In front of him he could see the old corner cigarette and paan store. It still looked the same – a cramped cubbyhole of a store, just big enough for one man to crouch in. But even that had a touch of something new – a garland of Frito Lays now hung from the ceiling. There was a picture of an Indian film star on the little packets with flavours he’d never heard of – Bindaas Bhel, Mast Masala, Tangy Treat, even something called American Cream and Onion. Amit suddenly felt hungry as he looked at the packets – red, green, blue, shiny with salty promise.
He wondered which one he should get. He felt almostguilty, as if he was personally turning India into a fast-food nation. June had once brought home a book from the library that was all about how economic globalization was making multinational corporations the new colonial masters.
But he felt an irresistible urge to try some Bindaas Bhel. ‘Can I have that, please?’ he said gesturing at the orange packet.
The man behind the counter peered down at him from his little perch and said, ‘Oh, Amit? When did you come back? So sorry to hear about your father. Such a gentleman – I’d see him go to market every day in his white shirt and with a shopping bag.’
Amit flushed guiltily, as if he had been caught violating some obscure rule of mourning, buying Bindaas Bhel potato chips. He couldn’t remember the paan-wallah’s name. He didn’t know if he’d ever known his name. The man had always been Paan-babu. Rajeev had bought his first clandestine cigarette from him, a single cigarette he had lit with the long coconut fibre rope with its glowing fiery end tied to a post next to the store. He’d stand there in the corner, next to the store, puffing urgently at his cigarette before they went home to their good-boy lives. ‘Have some paan masala,’ Paan-babu would tell them, grinning knowingly, his teeth stained dark red. ‘It will hide the smell.’
But that was years ago. Amit hadn’t known that the paan-wallah even knew which house he lived in. He wished he could just pay for his chips and leave. But the man, now balder and fatter, his droopy moustache streaked with silver, was in a chatty mood.

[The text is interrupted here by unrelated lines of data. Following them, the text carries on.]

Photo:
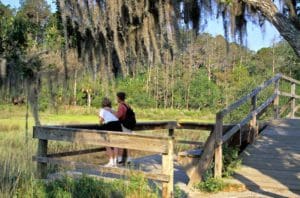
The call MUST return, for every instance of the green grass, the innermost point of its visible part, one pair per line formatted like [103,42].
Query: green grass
[17,169]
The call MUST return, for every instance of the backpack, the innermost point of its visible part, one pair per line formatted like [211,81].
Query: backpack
[129,122]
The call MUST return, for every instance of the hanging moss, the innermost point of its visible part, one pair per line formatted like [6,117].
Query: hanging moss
[116,35]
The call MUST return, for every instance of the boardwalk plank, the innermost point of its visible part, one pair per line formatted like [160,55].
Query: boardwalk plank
[273,161]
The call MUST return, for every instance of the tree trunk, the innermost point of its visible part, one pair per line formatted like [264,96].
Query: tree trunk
[75,89]
[284,25]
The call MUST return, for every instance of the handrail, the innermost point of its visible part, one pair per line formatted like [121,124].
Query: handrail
[255,113]
[244,99]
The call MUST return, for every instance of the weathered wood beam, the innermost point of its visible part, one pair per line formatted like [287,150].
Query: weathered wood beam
[79,152]
[103,138]
[244,99]
[246,120]
[289,95]
[289,79]
[102,169]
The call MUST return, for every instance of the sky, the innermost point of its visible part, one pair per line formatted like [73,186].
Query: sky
[256,38]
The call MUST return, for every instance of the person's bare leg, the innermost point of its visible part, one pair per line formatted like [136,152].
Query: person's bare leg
[115,156]
[110,154]
[120,154]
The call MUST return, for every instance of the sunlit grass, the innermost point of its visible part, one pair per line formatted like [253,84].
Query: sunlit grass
[17,147]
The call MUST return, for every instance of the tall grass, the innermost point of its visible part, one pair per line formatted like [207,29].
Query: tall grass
[17,171]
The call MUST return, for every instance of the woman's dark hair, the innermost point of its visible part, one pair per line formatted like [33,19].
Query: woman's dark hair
[106,102]
[121,96]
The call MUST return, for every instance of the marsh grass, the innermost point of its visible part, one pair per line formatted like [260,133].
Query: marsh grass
[17,171]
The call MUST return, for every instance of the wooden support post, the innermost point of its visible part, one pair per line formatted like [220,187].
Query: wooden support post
[42,152]
[253,122]
[293,102]
[171,132]
[168,169]
[218,146]
[276,101]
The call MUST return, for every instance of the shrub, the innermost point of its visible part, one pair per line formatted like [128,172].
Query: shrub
[211,185]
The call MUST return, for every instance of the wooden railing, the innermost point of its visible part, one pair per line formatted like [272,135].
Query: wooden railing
[90,135]
[221,138]
[220,134]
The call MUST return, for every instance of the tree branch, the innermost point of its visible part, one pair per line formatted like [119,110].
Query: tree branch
[285,26]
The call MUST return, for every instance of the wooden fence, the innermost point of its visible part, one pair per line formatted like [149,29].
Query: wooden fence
[256,111]
[212,148]
[88,134]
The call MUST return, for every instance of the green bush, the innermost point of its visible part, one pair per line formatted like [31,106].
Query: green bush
[211,185]
[231,160]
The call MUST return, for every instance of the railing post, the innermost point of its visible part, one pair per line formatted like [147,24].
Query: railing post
[293,102]
[42,152]
[168,169]
[253,123]
[276,100]
[218,145]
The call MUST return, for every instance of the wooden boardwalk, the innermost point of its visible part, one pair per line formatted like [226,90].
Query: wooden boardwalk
[271,165]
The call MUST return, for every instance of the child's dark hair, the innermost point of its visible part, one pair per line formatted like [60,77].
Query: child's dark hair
[121,96]
[106,102]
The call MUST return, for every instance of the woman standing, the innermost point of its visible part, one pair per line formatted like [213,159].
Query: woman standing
[109,122]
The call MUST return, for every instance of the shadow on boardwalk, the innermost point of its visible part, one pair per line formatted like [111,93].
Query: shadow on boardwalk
[271,165]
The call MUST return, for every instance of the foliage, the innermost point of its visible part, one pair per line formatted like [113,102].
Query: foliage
[211,185]
[85,186]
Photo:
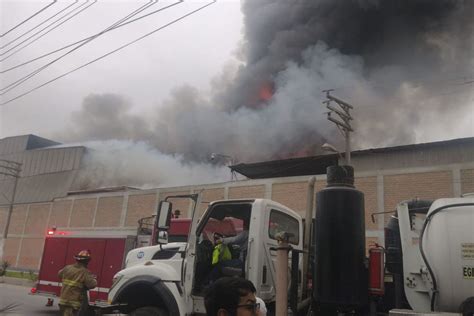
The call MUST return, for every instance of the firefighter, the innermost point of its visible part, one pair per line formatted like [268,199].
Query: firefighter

‘Would you like a paan?’ he offered as he took one of the glossy dark heart-shaped leaves and smeared white lime-paste on it.
‘No,’ Amit shook his head. ‘Just the chips.’
‘The American chips, eh?’ the man chuckled. ‘All the kids love them. They see them on TV, no? So when did you come? How is your mother? Is she going back with you?’
‘Umm, I don’t know,’ Amit muttered. ‘Not yet. Probably.’
‘Well, it will be hard for her to be alone. But we’ll all be here, don’t worry,’ the man said earnestly. ‘But how will she manage that house?’
Amit wondered if he could suddenly just pretend he’d forgotten an important phone call and turn and run. Instead he carefully pulled off one Frito Lay packet and handed it wordlessly to the man.
‘You know,’ said the man leaning forward confidentially. ‘My brother-in-law is a promoter. Very good business he is doing these days. They tear down these old houses and turn them into flats. Just like that. Everyone’s happy. You get half the flats. Keep one, sell the others if you want. He does the same. Everyone makes a little money.’